As an example, this one is easy to grasp. However, we’ll have to deal with much larger tensors in production, which is going to get heavier and slower to deal with using ruby arrays.

Tensorflow Serving with Numo and GRPC

In python, the standard for using n-dimensional arrays is numpy. ruby has a similar library called numo.

It aims at providing the same APIs as numpy, which is mostly an aspirational goal, as keeping up with numpy is hard (progress can be tracked here).

A lot can be done already though, such as image processing. If our model requires an image, this is how it can be done in python:

# using numpy
import grpc
import numpy as np
from PIL import Image
import tensorflow as tf
from tensorflow_serving.apis import predict_pb2, prediction_service_pb2_grpc

img = Image.open('test-image.png')
tensor = np.asarray(img)
tensor.shape #=> [512,512,3]


request = predict_pb2.PredictRequest()
request.model_spec.name = "mnist"
request.inputs['images'].CopyFrom(tf.make_tensor_proto(tensor))

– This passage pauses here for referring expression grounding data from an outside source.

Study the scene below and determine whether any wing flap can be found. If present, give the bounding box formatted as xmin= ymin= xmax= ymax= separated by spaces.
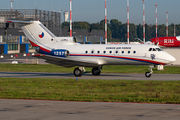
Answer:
xmin=33 ymin=54 xmax=99 ymax=67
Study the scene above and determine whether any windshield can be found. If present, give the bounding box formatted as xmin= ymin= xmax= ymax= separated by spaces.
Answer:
xmin=156 ymin=48 xmax=162 ymax=51
xmin=149 ymin=47 xmax=163 ymax=52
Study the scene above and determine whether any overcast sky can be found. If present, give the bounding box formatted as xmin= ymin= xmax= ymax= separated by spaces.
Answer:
xmin=1 ymin=0 xmax=180 ymax=25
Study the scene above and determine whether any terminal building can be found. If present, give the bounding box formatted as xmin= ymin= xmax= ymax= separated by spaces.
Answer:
xmin=0 ymin=9 xmax=104 ymax=55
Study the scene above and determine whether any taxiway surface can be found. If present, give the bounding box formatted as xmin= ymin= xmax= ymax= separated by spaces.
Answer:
xmin=0 ymin=71 xmax=180 ymax=80
xmin=0 ymin=99 xmax=180 ymax=120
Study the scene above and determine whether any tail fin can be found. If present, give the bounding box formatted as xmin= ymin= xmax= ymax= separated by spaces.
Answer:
xmin=6 ymin=20 xmax=56 ymax=46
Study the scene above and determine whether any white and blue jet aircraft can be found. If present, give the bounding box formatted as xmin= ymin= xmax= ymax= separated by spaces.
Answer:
xmin=6 ymin=20 xmax=176 ymax=77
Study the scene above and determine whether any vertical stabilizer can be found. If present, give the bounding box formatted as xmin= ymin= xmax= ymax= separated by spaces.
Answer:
xmin=21 ymin=21 xmax=56 ymax=46
xmin=6 ymin=20 xmax=56 ymax=47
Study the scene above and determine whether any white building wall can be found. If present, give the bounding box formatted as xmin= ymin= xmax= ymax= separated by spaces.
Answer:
xmin=64 ymin=11 xmax=69 ymax=22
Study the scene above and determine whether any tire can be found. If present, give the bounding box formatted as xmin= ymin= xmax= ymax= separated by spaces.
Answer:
xmin=145 ymin=72 xmax=151 ymax=78
xmin=74 ymin=68 xmax=83 ymax=77
xmin=92 ymin=67 xmax=101 ymax=76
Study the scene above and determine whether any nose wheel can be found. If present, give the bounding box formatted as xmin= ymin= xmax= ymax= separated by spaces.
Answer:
xmin=145 ymin=66 xmax=154 ymax=78
xmin=145 ymin=72 xmax=151 ymax=77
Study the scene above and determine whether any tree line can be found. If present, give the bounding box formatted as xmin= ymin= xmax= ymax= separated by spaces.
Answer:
xmin=62 ymin=19 xmax=180 ymax=42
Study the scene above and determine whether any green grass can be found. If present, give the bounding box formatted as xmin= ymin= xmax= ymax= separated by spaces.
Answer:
xmin=0 ymin=63 xmax=179 ymax=103
xmin=0 ymin=78 xmax=180 ymax=104
xmin=0 ymin=63 xmax=180 ymax=74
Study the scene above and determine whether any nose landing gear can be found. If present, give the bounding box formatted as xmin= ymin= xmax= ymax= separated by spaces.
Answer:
xmin=145 ymin=66 xmax=154 ymax=77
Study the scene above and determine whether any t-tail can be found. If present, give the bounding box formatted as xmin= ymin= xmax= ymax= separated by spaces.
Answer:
xmin=6 ymin=20 xmax=74 ymax=48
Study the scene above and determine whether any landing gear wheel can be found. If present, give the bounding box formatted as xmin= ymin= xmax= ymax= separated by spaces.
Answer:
xmin=145 ymin=66 xmax=154 ymax=78
xmin=145 ymin=72 xmax=151 ymax=77
xmin=74 ymin=68 xmax=83 ymax=77
xmin=92 ymin=67 xmax=101 ymax=76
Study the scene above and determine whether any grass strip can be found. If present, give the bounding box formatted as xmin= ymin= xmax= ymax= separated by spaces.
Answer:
xmin=0 ymin=78 xmax=180 ymax=104
xmin=0 ymin=63 xmax=180 ymax=74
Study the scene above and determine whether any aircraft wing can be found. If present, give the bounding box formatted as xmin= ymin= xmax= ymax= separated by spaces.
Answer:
xmin=33 ymin=54 xmax=99 ymax=67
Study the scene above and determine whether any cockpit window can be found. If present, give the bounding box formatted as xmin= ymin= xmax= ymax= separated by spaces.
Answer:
xmin=156 ymin=48 xmax=163 ymax=51
xmin=149 ymin=47 xmax=163 ymax=52
xmin=156 ymin=48 xmax=161 ymax=51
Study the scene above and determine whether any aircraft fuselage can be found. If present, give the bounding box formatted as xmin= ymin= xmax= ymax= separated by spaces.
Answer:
xmin=150 ymin=36 xmax=180 ymax=47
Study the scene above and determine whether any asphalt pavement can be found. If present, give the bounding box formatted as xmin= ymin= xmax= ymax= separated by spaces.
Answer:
xmin=0 ymin=99 xmax=180 ymax=120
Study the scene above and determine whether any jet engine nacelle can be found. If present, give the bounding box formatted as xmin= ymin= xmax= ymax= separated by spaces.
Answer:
xmin=35 ymin=47 xmax=69 ymax=57
xmin=51 ymin=49 xmax=69 ymax=57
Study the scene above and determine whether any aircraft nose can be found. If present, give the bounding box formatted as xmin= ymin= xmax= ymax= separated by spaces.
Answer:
xmin=167 ymin=54 xmax=176 ymax=63
xmin=171 ymin=56 xmax=176 ymax=62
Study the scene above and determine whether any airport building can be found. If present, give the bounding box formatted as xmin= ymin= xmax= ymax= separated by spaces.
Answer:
xmin=0 ymin=9 xmax=61 ymax=54
xmin=0 ymin=9 xmax=62 ymax=36
xmin=0 ymin=9 xmax=104 ymax=55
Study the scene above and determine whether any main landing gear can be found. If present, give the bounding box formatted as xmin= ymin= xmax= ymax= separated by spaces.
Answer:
xmin=73 ymin=66 xmax=102 ymax=77
xmin=145 ymin=66 xmax=154 ymax=78
xmin=73 ymin=67 xmax=85 ymax=77
xmin=92 ymin=67 xmax=102 ymax=76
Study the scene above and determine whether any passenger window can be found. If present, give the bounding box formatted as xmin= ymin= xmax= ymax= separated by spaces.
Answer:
xmin=116 ymin=51 xmax=118 ymax=54
xmin=133 ymin=51 xmax=136 ymax=54
xmin=128 ymin=51 xmax=130 ymax=54
xmin=91 ymin=51 xmax=94 ymax=54
xmin=85 ymin=51 xmax=88 ymax=54
xmin=97 ymin=51 xmax=100 ymax=54
xmin=122 ymin=51 xmax=124 ymax=54
xmin=109 ymin=51 xmax=112 ymax=54
xmin=103 ymin=51 xmax=106 ymax=54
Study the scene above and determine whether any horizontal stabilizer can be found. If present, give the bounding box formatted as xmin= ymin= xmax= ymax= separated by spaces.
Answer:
xmin=6 ymin=20 xmax=33 ymax=24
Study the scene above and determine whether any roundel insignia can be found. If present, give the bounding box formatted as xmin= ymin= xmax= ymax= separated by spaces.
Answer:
xmin=38 ymin=32 xmax=44 ymax=38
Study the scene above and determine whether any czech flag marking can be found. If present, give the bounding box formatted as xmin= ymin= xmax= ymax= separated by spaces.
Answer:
xmin=38 ymin=32 xmax=44 ymax=38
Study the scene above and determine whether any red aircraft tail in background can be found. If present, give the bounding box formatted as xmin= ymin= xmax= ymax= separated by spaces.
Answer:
xmin=150 ymin=36 xmax=180 ymax=47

stub = prediction_service_pb2_grpc.PredictionServiceStub(grpc.insecure_channel("localhost:9000"))
response = stub.Predict(request)
print(response.outputs)

And this is the equivalent ruby code:

require "grpc"
require "path/to/protos/ruby/tensorflow_serving/apis/prediction_service_pb"

# magro reads images to numo arrays
require "magro"


def build_predict_request(tensor)
  request = Tensorflow::Serving::PredictRequest.new
  request.model_spec = Tensorflow::Serving::ModelSpec.new name: 'mnist'
  request.inputs['images'] = Tensorflow::TensorProto.new(
    binary_val: tensor.to_binary,
    tensor_shape: Tensorflow::TensorShapeProto.new(
      dim: tensor.shape.map{ |size| Tensorflow::TensorShapeProto::Dim.new(size: size) }
    ),
    dtype: Tensorflow::DataType::DT_UINT8
  )
end

tensor = Magro::IO.imread("test-image.png")
tensor.shape #=> [512,512,3]

# using tensorflow-serving-client example
stub = Tensorflow::Serving::PredictionService::Stub.new('localhost:9000', :this_channel_is_insecure)
res = stub.predict( build_predict_request(tensor) )
puts res.outputs # returns PredictResponses

That’s it!

GRPC over HTTPX

httpx ships with a grpc plugin. This being a blog mostly about httpx, it’s only fitting I show how to do the above using it :) .

require "httpx"
require "magro"
require "path/to/protos/ruby/tensorflow_serving/apis/prediction_service_pb"

# ... same as above ...

stub = HTTPX.plugin(:grpc).build_stub("localhost:9000", service: Tensorflow::Serving::PredictionService)
res = stub.predict( build_predict_request(tensor) )
puts res.outputs # returns PredictResponses

Conclusion

Hopefully you’ve gained enough interest about some ruby ML toolchain to investigate further. Who knows, maybe you can teach your researcher friends about. However, the ML industry won’t move away from python soon, so at least you know some more about how you can still use ruby to build your services, while interfacing remotely with ML models, running on dedicated hardware, using the gRPC protocol.